I’m a cork on the ocean
Floating over the raging sea
How deep is the ocean?
How deep is the ocean?
I lost my way
(…)
These things I’ll be until I die

Je suis un bouchon
qui flotte au-dessus des flots déchaînés
Quelle est la profondeur de l’océan ?
Quelle est la profondeur de l’océan ?
J’ai perdu mon chemin
(…)
Ces choses, je les serai jusqu’à ma mort

Je me remémore ces paroles, en apprenant la disparition du génie Brian Wilson. Sa voix, ses compositions, toute la tristesse du monde dans une chanson. Ses mélodies comme de grandes montagnes russes, partant vers l’aigü puis se retournant en dehors de toute logique classique, mais d’une évidente évidence, d’une illogique implacable. Comme dans un rêve, on ne saurait contester ces micro mondes.

Prenez « Til I Die » chantée par les Beach Boys, extrait de l’album Surf’s Up (1971). L’une des chansons les plus personnelles des Beach Boys, inspirée par un moment existentiel que Brian Wilson a vécu sur la plage à un moment très sombre de sa vie. Un magnifique arrangement harmonique sur cette chanson, on croit voir rayonner les rayons de soleil, mais il y a un contrepoids, une dépression sous le soleil californien. Un mystère total. David Lynch pouvait lui aussi exprimer ça.

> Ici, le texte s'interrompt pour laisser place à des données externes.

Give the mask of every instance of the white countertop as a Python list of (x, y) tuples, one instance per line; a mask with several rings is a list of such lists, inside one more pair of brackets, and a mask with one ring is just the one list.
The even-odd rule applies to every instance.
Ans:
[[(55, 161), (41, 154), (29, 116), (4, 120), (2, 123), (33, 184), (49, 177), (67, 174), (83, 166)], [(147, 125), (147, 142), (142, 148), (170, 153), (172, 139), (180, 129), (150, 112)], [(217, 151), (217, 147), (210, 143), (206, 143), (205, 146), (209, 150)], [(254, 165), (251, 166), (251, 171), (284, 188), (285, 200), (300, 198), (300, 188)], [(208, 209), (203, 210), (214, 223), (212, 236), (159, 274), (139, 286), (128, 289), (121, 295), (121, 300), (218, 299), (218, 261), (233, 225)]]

Prenez « Don’t Talk (Put Your Head On My Shoulders)» l’une des chansons les plus complexes sur le plan harmonique que Brian Wilson ait jamais composées. La tonalité est ambiguë, instable, mouvante… La voix glisse autour des notes. Les harmonies s’inversent, ce qui accentue l’instabilité tonale. Seul un génie extra terrestre a pu composer ça. Je ne vois pas d’équivalent (peut être Last Straw de Robert Wyatt, sur Rock Bottom, ou alors un morceau du Daniel Johnston des débuts).

Prenez « Caroline, No ». La mélodie parfaite. Les paroles décrivent la désillusion d’un homme qui repense à son amour perdu et à la douleur de voir quelqu’un changer. Sur le plan musical, le morceau a des teintes de jazz et un choix très spécial d’instruments, avec des flûtes basses et un clavecin. Le morceau suit un peu le même principe que « don’t talk », avec sa voix pure… mais part en fumée, s’évapore, et laisse place à de la musique concrète : le morceau se termine au son des chiens de Brian Wilson qui aboient, puis d’uns locomotive qui passe, échantillonnée à partir d’un disque d’effets sonores. Les chiens ne sont pas un artifice : ils chantent et prolongent le morceau.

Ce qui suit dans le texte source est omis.